Wednesday, March 18, 2009

Does Apple Show How Upgrades Should Be Done?

Jason Lackey

Sascha Segan, in pcmag.com, writes "Apple's iPhone Shows How Upgrades Should Be Done" in an article available here. While it is clear that Apple is doing a lot of things right, particularly with regard to getting a lot of coverage on an update that is not even available yet, when we look under the hood there is still room for improvement.

One obvious area for improvement is that iPhone upgrades are not done over the air. You need to have a PC or a Mac and you need to have the right cables and you need to have iTunes running on that PC or Mac. Not everyone who has or wants a phone has or wants or can afford a computer and not everyone who has a computer wants to run iTunes.

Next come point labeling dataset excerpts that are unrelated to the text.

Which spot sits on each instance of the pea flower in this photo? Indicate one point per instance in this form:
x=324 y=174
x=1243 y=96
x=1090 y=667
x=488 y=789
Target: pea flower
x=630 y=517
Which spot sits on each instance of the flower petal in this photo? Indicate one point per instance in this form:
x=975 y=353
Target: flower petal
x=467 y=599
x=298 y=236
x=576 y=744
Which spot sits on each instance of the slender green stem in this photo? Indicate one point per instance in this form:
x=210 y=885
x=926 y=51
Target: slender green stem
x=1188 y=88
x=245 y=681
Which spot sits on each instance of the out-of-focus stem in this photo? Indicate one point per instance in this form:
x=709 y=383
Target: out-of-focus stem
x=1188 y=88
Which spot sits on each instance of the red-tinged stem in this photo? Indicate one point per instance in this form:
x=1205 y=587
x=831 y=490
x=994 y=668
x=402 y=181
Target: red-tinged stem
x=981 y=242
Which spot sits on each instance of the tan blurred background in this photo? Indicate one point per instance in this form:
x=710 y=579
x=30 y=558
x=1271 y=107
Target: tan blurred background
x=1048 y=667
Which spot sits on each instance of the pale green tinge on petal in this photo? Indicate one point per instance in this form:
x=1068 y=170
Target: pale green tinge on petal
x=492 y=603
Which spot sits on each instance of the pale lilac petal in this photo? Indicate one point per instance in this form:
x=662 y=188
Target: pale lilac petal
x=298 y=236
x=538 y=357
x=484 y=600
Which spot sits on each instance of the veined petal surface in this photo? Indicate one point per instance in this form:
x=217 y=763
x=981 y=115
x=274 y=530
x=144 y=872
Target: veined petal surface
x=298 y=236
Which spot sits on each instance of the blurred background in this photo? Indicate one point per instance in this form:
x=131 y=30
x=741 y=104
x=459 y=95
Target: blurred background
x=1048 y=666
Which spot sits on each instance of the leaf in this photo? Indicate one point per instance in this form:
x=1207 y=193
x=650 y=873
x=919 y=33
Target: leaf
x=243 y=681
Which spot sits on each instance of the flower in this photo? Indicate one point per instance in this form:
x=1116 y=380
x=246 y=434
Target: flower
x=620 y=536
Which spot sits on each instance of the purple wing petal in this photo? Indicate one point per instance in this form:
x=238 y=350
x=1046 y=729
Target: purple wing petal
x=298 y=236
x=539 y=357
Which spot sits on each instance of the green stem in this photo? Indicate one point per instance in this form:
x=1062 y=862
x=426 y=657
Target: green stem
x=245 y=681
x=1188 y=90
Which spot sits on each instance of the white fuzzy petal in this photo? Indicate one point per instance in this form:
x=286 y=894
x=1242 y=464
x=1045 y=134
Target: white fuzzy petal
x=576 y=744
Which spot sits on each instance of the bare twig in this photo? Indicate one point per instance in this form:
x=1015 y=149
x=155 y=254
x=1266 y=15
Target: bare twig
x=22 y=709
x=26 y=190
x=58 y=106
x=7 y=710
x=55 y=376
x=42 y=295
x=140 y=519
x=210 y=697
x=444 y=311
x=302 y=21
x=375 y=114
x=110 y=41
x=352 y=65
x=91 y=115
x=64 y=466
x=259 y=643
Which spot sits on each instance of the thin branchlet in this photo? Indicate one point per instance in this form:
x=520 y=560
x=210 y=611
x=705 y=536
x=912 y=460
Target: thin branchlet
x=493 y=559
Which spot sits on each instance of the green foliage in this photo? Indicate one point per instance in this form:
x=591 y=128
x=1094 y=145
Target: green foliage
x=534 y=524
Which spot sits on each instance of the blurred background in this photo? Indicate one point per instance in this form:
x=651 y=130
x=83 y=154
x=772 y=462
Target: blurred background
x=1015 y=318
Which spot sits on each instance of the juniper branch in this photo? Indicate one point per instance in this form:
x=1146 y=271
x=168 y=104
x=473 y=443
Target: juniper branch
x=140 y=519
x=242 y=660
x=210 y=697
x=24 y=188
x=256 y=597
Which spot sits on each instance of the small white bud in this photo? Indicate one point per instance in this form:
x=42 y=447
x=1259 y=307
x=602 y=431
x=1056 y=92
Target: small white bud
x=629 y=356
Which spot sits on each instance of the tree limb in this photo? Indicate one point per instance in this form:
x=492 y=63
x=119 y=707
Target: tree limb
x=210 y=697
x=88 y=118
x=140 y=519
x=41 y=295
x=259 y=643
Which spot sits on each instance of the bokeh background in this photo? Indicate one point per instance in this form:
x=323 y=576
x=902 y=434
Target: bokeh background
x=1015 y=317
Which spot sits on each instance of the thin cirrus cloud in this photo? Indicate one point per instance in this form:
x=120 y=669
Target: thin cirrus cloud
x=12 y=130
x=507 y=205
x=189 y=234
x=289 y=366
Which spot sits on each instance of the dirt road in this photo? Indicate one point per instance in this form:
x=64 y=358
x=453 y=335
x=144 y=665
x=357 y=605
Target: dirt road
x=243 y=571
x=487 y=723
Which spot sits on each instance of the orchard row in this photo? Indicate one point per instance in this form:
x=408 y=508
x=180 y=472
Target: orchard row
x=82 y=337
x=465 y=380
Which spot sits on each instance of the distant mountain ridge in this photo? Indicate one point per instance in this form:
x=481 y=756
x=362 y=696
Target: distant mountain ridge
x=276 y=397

Particularly in developing markets, a persons first exposure to data services and the internet is increasingly with mobile devices.

Another area for improvement is the updates themselves. iPhone updates are system images with file sizes in the neighborhood of 300 meg, fine with all you can eat broadband, not so fine on over the air or even with some of the low caps found in places outside the US. For example, some Australian providers have bandwidth capped as low as 2 GB/month, of which 300 meg is a significant chunk. One way around this is to send partial updates or diff packages. Instead of sending the whole system image, a partial image or just the difference between the old and the new firmware can be sent and then software on the device can use that diff package to create the new version of firmware from the old version already on the phone. This process, usually called FOTA (Firmware Over The Air), is a lot more sophisticated and is in use at many Tier 1 operators in North America and Japan and is also employed by device makers such as Nokia.

It was interesting that Sascha called out Nokia for lack of info on updates, but then again regardless of how many press releases they did I would be surprised if they got much, if any, coverage in North America. That said, it is possible to update many Symbian devices over the air and such updates can be triggered from the phone itself using just a few clicks.

In the end, it is clear that the customer experience can be shaped by different things - technology is certainly one, but policy, procedure and practice are other, equally or perhaps even more important aspects of the overall experience.